085 297338 / 338 3815371

(Eurosport)

È stato un mese di maggio senza tregua, gli appuntamenti, sia pubblici che privati, mi hanno lasciato un tempo davvero ridotto per riflettere sulle notizie che andavo registrando giorno per giorno.

E proprio oggi, leggendo la rubrica di Luigi Garlando su Sportweek ho potuto intessere i diversi fili che ho lasciato s’intrecciassero nell’insieme organico delle ultime settimane. Sono stata attratta, infatti, dalla sottolineatura di Garlando nel riconoscere a un marcatore puro come Chiellini di essere un esempio per i ragazzi o meglio una piccola lezione di educazione civica sul senso del dovere, sullo spirito di solidarietà e di sacrificio e sulla necessità di aiutare un compagno in difficoltà. Come spesso accade, l’ambiente sportivo offre spaccati di una vita vissuta sul campo che sono semplici da interpretare e, anche per questo, risultano efficaci nel suggerire, soprattutto ai giovani, quei comportamenti convenienti per costruire una società migliore. Prendendo come riferimento il programma d'azione dell’Agenda 2030 per lo Sviluppo Sostenibile, sottoscritto nel settembre 2015 dai governi dei 193 Paesi membri dell’ONU, nei prossimi 8 anni saranno ancora numerose le opportunità di creare dei collegamenti necessari tra cultura, sport, scuola, famiglia, pace e giustizia. Cogliere, ad esempio, i sentimenti più istintivi dei giovani e metterli in relazione con ciò che può insegnare una carriera calcistica, come nel caso di Giorgio Chiellini, potrebbe essere un’idea da sviluppare.

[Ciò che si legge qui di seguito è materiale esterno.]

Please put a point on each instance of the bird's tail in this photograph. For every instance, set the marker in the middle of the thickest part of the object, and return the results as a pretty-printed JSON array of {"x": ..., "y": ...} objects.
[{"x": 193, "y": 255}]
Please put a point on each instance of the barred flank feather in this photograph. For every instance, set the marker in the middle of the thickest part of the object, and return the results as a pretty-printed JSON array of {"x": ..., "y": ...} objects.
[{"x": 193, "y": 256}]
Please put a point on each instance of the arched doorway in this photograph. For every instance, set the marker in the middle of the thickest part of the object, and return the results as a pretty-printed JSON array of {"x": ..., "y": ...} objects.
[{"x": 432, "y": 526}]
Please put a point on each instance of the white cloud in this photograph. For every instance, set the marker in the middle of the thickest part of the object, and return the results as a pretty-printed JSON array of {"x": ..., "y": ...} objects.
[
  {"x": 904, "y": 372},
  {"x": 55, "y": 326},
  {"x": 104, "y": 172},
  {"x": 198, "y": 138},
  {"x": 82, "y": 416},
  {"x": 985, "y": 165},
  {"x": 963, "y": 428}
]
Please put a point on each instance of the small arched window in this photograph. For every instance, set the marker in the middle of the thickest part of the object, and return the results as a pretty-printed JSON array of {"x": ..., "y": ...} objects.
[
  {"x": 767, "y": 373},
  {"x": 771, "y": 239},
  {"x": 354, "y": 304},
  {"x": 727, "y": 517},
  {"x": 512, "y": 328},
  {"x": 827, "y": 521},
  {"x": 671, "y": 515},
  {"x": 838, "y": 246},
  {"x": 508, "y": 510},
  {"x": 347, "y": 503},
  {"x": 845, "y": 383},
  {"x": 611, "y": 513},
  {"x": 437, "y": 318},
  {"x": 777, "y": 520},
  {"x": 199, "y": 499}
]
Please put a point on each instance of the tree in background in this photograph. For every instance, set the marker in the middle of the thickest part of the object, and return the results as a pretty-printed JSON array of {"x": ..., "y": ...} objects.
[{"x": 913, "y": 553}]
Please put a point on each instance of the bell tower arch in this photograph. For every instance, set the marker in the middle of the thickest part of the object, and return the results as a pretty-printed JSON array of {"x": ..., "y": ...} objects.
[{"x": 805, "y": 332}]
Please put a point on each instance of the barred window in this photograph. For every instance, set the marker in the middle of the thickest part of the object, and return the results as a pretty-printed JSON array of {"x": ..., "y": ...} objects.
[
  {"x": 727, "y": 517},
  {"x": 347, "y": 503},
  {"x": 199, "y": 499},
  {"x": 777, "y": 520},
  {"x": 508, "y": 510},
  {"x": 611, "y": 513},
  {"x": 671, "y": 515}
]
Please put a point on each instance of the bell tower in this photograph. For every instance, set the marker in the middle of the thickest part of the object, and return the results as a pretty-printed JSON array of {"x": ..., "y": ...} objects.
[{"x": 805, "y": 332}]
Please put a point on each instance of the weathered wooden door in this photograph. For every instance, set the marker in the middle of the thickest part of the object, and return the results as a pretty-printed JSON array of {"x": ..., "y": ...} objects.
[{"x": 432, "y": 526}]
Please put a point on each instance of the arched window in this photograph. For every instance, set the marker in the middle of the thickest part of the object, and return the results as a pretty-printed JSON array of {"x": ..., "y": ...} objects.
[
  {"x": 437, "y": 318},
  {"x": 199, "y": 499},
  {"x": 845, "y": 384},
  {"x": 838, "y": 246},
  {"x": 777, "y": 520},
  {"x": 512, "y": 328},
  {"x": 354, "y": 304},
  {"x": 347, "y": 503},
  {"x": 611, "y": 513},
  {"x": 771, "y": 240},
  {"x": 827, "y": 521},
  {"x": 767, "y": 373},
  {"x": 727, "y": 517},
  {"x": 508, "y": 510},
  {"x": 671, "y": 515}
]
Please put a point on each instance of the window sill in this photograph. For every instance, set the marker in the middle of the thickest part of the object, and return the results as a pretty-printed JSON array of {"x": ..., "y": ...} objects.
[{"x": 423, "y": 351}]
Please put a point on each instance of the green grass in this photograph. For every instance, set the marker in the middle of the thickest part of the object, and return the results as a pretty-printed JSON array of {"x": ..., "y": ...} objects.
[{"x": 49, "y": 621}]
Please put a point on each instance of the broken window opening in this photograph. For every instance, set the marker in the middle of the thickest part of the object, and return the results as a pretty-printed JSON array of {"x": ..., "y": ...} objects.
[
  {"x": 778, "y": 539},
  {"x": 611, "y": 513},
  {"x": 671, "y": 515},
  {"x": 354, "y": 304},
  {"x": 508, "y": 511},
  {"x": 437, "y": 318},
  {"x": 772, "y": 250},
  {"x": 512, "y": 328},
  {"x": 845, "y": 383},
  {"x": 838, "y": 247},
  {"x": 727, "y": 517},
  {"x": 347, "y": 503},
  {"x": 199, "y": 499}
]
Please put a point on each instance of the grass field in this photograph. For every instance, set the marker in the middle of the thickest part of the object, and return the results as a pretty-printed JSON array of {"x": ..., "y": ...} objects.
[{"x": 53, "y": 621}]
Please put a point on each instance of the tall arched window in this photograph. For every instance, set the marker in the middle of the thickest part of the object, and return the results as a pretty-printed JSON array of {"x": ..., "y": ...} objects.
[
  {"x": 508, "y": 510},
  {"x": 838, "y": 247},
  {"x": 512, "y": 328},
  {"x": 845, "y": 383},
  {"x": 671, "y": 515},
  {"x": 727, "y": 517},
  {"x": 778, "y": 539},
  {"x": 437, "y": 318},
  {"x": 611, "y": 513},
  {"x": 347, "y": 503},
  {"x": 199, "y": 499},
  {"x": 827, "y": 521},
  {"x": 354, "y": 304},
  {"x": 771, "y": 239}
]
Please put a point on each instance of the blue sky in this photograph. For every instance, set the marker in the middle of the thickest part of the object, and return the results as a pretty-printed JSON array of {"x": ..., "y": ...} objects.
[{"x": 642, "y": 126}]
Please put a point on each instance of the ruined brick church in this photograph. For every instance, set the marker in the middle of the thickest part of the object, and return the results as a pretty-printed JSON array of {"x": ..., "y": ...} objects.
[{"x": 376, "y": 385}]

Però, se l’intento è quello di ispirare i giovani con l’entusiasmo di guardare al futuro all’insegna del valore collettivo dell’aiuto reciproco, allora occorre aggiungere dell’altro.
Abbiamo bisogno, sì, di comportamenti virtuosi, esempi presi dal campo ed esperienze vissute, ma per accompagnare le nuove generazioni nella loro crescita bisogna anzitutto sollecitare la volontà di creare un futuro. Rendere omaggio, quindi, a un comportamento proattivo, che scavalli il mito abusato della resilienza e si caratterizzi per un’attenzione particolare alle storie. Perché, citando Donna Tartt, scrittrice statunitense, vincitrice del Premio Pulitzer, la narrazione ha aiutato l’umanità a trovare un disegno nel tessuto più ampio che si estende ben oltre l’esistenza individuale.

Ecco, io credo che lo sport dovrebbe contribuire concretamente a una società migliore all’interno di questa ampiezza. E farlo assumendo delle posizioni aperte e dirette proprio in forza del mondo che gli è proprio: quello della prestazione e dello spettacolo. Mi vengono in mente le recentissime parole di Steve Kerr, allenatore dei Golden State Warriors, durante la conferenza stampa poco prima della partita della finale della Eastern Conference a Dallas. La sua attenzione è stata tutta per le vittime della sparatoria a Uvalde, in Texas. Niente che sapesse di basket, solo dichiarazioni dirette riguardo una legislazione che controlli i possessori di armi e la consapevolezza che la rabbia e il dolore, in alcune circostanze, non possono confluire in un comune minuto di silenzio.
L’obiettivo numero 16 dell’Agenza 2030 prevede la promozione di società pacifiche e inclusive, un accesso universale alla giustizia e la costruzione di istituzioni responsabili ed efficaci a tutti i livelli. Lo sport, dal canto suo, può giungere a delle verità complesse anche attraverso l’immaginazione. Però, bisogna mettere assieme storie diverse, crearne di nuove, prefigurare il futuro mettendo a nudo gli scenari distopici. C’è una parte di noi, la più intima, che ci permette di reagire alle ingiustizie subite, facendo leva sulla cultura e l’istruzione di cui siamo portatori, scansando ogni forma di disonestà. È importante che i giovani lo sappiano e che si rappresentino l’atleta in gioco o l’allenatore a bordo campo, per quello che in realtà dovrebbero essere: persone capaci di praticare con i loro comportamenti, ogni giorno, pace, giustizia e istituzioni solide.